Control structures

In comparison to many other languages, control structures in Tokay are part of expressions. They always return a value, which defaults to void when no other value is explicitly returned.

if...else

The if...else-construct implements conditional branching depending on the result of an expression.
The else part is optional, and can be omitted.

if sense == 42 && axis == 23.5 {
    print("Well, this is fine!")
}
else {
    print("That's quite bad.")
}

As stated before, all control structures are part of Tokays expression syntax.
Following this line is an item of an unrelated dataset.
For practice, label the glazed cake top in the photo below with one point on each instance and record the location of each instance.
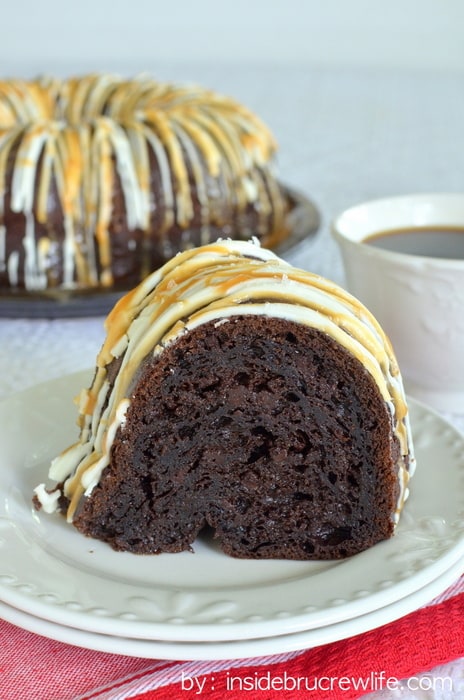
(73, 132)
(213, 283)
Above example can easily by turned into

print(
    if sense == 42 && axis == 23.5
        "Well, this is fine!"
    else
        "That's quite bad."
)

or directly used inside of an expression.

# if can be part of an expression
Word "Hello " + if $1 == "World" "Earth" else $1

if...else constructs working on static expressions are optimized away during compile-time.

loop

The loop-keyword is used to create loops, either with an aborting conditions on top or without any condition.

# Countdown
count = 10
loop count >= 0 print(
    if --count == 3
        "Ignition"
    else if count < 0
        "Liftoff"
    else
        count
)

A loop can be aborted everytime using the break-statement.
The continue-statement restarts the loop at the beginning, but a present abort-condition will be re-checked again.

count = 10
loop {
    count = count - 1
    if count == 3 {
        print("Ignition")
        continue
    }

    print(count)
    if count == 0 {
        print("Liftoff")
        break
    }
}

A loop without any aborting condition loops forever.

loop print("Forever!")

for

The for-keyword introduces a special form of loop that syntacically glues the parts initialization, abort condition and iteration together into a separate syntactic element.

for count = 10; count >= 0; count-- {
    print(i)
}

This syntax is abandoned. The upcoming version 0.7 of Tokay will only support for...in.